The dodgy furnace spurting out a nice flame

The first ingot!

After about half an hour of pumping, the sides of the dodgy furnace were glowing red hot. So I decided to check on the aluminium. It seemed liquid enough, so it was poured onto this brick which I use as an ingot.

Here is the result of the first and final pour from the dodgy furnace. The brick has its brand engraved.. "Nubrik". However, there evidently wasn't enough aluminium to produce a full ingot. But I was quite amazed that such a dodgy furnace could melt anything...

The dodgy furnace was decomissioned after its first use because, upon later inspection, both the crucible and the furnace itself had massive holes in them from some serious oxidisation during the melt.

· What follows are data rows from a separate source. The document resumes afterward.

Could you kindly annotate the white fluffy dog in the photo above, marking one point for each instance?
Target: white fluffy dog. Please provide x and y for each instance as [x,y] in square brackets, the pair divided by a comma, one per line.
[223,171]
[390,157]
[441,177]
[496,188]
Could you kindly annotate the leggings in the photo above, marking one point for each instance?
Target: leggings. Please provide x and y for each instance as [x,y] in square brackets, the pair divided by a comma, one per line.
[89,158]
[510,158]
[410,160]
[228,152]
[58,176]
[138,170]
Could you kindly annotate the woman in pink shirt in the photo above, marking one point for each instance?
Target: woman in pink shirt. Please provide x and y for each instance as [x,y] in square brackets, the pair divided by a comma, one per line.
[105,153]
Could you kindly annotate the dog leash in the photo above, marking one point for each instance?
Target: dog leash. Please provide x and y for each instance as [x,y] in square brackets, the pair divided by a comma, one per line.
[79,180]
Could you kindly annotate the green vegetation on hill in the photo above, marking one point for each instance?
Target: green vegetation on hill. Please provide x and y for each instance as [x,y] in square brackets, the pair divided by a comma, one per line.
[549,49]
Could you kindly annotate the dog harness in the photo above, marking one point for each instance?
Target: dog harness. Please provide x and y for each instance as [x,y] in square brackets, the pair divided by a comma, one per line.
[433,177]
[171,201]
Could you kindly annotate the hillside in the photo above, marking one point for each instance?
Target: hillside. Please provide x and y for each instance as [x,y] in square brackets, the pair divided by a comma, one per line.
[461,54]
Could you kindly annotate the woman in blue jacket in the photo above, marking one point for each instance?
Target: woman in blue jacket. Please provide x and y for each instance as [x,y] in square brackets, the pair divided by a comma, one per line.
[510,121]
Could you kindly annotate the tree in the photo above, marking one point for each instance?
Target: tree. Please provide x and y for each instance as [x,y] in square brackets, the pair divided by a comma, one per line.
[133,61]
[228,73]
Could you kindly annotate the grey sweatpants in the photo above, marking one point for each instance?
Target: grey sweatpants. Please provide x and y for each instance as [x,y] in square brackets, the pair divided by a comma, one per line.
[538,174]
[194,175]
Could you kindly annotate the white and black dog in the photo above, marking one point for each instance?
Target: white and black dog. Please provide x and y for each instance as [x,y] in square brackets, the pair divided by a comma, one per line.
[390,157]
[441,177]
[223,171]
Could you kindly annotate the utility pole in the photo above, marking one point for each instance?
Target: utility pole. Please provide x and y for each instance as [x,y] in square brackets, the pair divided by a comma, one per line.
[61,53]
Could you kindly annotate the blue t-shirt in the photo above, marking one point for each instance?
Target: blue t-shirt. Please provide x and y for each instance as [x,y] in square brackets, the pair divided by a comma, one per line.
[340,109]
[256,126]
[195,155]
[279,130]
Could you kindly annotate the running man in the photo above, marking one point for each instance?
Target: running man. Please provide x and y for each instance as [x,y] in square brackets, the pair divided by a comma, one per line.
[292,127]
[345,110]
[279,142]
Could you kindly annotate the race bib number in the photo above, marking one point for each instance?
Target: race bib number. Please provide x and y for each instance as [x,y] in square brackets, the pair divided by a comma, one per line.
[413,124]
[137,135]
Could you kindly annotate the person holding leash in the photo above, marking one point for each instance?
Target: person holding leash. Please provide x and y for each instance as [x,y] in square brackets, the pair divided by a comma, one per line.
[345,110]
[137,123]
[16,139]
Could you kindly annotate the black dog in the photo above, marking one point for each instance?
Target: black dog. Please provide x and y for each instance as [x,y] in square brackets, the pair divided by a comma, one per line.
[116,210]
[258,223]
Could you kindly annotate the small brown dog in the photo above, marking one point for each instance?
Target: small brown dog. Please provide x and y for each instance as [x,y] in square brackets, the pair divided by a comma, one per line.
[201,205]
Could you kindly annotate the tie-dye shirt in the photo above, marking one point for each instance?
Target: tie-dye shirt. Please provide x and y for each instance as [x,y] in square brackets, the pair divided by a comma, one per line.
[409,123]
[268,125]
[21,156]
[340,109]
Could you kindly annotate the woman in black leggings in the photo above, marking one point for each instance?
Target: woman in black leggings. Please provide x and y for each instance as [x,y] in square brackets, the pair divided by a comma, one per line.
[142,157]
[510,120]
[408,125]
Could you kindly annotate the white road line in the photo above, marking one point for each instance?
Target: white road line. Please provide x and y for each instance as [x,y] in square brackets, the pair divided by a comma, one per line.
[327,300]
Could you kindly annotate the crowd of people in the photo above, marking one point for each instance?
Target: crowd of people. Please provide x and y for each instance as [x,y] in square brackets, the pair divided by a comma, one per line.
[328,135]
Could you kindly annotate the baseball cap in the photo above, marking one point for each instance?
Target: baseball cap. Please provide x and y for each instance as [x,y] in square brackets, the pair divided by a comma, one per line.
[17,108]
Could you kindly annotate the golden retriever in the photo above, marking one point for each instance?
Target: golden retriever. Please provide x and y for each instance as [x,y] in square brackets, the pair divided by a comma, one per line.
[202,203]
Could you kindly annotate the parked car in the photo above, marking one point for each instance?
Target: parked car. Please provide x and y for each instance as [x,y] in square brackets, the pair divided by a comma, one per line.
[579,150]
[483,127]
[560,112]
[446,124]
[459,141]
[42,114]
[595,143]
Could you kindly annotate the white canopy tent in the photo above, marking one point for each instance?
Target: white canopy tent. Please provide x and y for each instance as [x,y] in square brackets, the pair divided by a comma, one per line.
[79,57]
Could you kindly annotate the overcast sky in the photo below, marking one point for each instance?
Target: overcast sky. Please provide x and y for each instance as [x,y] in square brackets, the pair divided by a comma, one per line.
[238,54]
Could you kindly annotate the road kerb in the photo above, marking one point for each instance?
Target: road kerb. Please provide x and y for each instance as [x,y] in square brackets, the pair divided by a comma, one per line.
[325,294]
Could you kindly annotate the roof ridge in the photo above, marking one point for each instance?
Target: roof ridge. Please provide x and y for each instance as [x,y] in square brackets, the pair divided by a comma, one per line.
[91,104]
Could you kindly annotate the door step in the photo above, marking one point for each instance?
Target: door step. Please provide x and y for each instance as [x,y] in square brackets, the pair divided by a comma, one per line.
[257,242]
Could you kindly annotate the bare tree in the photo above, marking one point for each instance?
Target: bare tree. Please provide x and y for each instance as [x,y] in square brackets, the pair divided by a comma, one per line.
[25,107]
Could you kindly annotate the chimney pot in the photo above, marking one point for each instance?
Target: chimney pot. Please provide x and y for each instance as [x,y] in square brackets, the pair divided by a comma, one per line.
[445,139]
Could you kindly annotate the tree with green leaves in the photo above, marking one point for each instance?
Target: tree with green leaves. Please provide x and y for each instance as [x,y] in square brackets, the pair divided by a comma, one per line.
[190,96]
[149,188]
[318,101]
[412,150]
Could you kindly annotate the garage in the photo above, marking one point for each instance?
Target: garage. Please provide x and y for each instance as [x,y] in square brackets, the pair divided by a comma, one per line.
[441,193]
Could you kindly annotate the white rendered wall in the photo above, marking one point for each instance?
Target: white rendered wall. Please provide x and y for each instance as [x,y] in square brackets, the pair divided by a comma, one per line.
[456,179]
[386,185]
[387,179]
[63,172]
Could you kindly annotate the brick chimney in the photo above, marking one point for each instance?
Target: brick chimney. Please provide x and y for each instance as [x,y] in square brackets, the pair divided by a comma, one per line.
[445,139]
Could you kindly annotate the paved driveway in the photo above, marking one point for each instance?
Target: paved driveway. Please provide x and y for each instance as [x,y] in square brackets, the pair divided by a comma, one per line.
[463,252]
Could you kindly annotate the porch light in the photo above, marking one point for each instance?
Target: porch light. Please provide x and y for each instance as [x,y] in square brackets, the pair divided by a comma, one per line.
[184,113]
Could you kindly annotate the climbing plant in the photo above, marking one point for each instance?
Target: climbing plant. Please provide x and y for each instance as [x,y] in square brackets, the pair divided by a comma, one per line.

The yield from the dodgy furnace

Scrap aluminium ready to be pulverised then melted

After the spectacular failure of the dodgy furnace, I was now prepared to take a step back and design a proper one. However, having no materials on hand at the time meant that this was only feasible after returning home to the lab - a few months away.

In the meantime, I decided to muck around with the direct fireplace melting method again. Here is some scrap aluminium picked up from uni that will be melted in the next fireplace run.

I decided to stick to using a soup can as a crucible, mainly because there were plenty around and I wasn't expecting them to last more than one melt anyway.

Here the crucible is loaded with the aluminium scraps mentioned previously, dumped into the middle of some pretty hot coals, and left to suffer.

The scrap aluminium is heated in the fireplace

After about 20 minutes, the whole load is molten. Using a spoon attached on a long stick, the slag is skimmed off and the liquid aluminium is poured into brick ingot moulds, where they will solidify.

The tongs I am using were $1 from a charity shop. It feels quite durable and has a high temperature plastic handle. Score!

Immediately after pouring, the molten aluminium glows a cherry red and is extremely reflective. The surface becomes dull after a few minutes into cooling, and small crystals form shortly after.

I have to say, this pour was much more satisfying than the first!

The ingots are left to cool for half an hour before removal


The result from subsequent melts - not bad. The ingots contain a lot of detail and are very smooth to the touch.

Some of the brick is chipping away due to the intense heat from the molten metal, but that doesn't matter. After all, these are only ingots.

Some further scavenging around the uni found some VERY nice scrap aluminium. These hollow bars were previously used to protect electrical cables from damage. A hacksaw turned the bars into usable chunks of metal.

Some awesome scrap aluminium

Pouring molten aluminium into ingots

Here is another melt using, once again, another soup can as a crucible and the latest aluminium scrap.

This is actually a still capture from a video that I have not yet uploaded. I might upload this in the near future when I can get it into a more usable format.

Here are the results of most of my melts in the fireplace - about 2kg worth of near pure aluminium. The two larger ingots at the bottom of the heap are the only "full" ingots - the ones that almost spilled over the side of the brick mould. The smaller one at the very top was the result of some excess aluminium in the crucible that had to be poured.

These ingots will travel back home with me to be remelted in the new furnace that will be built (details below).

A family of ingots - how beautiful!

A poor, battered, and decomissioned crucible

Just a shot to illustrate the poor condition of a soup can crucible after a single use. Prior to melting, I hammer in two holes on either side with a nail to accomodate for a crucible lifter (none other than a single bent coat hanger), and also a pouring spout.

Here you can see a hole in the side of the crucible with a bit of aluminium slag lodged in place. I have found some soup cans to be tougher than others. Of particular note are the ribbed cans that hold beef stew - these last about three melts. On the other hand, tuna cans proved to be extra dodgy, the one that I used developed a hole in it before the first pouring, leaking molten aluminium everywhere.